AWS CORD-19 Search: A Neural Search Engine for COVID-19 Literature
This provides a scalable solution for COVID-19 researchers and policymakers to search for answers to high-priority scientific questions, though it is incremental as it applies existing neural search methods to a new domain.
The authors tackled the problem of organizing and querying the rapidly growing COVID-19 literature by developing AWS CORD-19 Search (ACS), a neural search engine that supports natural language searches, and it performed top against other leading COVID-19 search platforms in evaluations.

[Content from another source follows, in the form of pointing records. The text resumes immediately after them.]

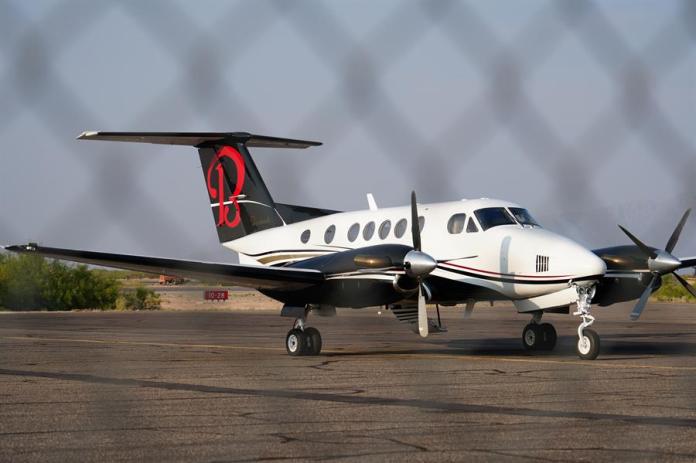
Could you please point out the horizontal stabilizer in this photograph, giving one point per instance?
(199, 139)
(232, 274)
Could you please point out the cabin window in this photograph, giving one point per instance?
(490, 217)
(400, 228)
(368, 231)
(384, 229)
(353, 232)
(329, 234)
(455, 225)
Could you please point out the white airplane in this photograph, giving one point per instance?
(459, 252)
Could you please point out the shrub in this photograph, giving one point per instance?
(31, 282)
(139, 299)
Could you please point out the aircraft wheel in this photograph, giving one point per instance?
(531, 336)
(548, 336)
(588, 345)
(296, 342)
(313, 341)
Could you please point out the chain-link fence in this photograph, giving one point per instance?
(581, 111)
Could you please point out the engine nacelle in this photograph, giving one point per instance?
(405, 284)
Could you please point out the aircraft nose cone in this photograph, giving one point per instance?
(591, 264)
(664, 263)
(418, 263)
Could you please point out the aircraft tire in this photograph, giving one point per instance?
(532, 337)
(313, 341)
(588, 345)
(296, 342)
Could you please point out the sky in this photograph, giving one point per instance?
(582, 112)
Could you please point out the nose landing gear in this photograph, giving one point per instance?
(302, 340)
(539, 336)
(588, 340)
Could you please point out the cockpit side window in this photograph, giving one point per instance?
(490, 217)
(524, 217)
(455, 224)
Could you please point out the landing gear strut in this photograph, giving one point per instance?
(539, 336)
(301, 339)
(588, 340)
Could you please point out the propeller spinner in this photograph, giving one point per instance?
(661, 262)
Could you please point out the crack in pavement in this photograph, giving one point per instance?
(425, 404)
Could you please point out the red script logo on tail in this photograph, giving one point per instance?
(215, 179)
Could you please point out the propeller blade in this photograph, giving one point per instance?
(677, 231)
(415, 228)
(640, 305)
(422, 313)
(639, 243)
(685, 284)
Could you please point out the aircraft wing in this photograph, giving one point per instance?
(251, 276)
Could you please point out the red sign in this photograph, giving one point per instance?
(216, 295)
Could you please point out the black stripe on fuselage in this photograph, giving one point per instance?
(517, 280)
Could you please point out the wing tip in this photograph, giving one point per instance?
(87, 134)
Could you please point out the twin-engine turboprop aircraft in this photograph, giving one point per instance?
(459, 252)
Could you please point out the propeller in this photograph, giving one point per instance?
(661, 262)
(416, 264)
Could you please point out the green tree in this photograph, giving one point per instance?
(30, 282)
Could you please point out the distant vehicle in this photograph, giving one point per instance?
(314, 260)
(171, 280)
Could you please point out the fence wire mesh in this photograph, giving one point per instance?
(580, 110)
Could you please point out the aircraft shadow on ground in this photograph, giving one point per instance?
(613, 345)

Coronavirus disease (COVID-19) has been declared as a pandemic by WHO with thousands of cases being reported each day. Numerous scientific articles are being published on the disease raising the need for a service which can organize, and query them in a reliable fashion. To support this cause we present AWS CORD-19 Search (ACS), a public, COVID-19 specific, neural search engine that is powered by several machine learning systems to support natural language based searches. ACS with capabilities such as document ranking, passage ranking, question answering and topic classification provides a scalable solution to COVID-19 researchers and policy makers in their search and discovery for answers to high priority scientific questions. We present a quantitative evaluation and qualitative analysis of the system against other leading COVID-19 search platforms. ACS is top performing across these systems yielding quality results which we detail with relevant examples in this work.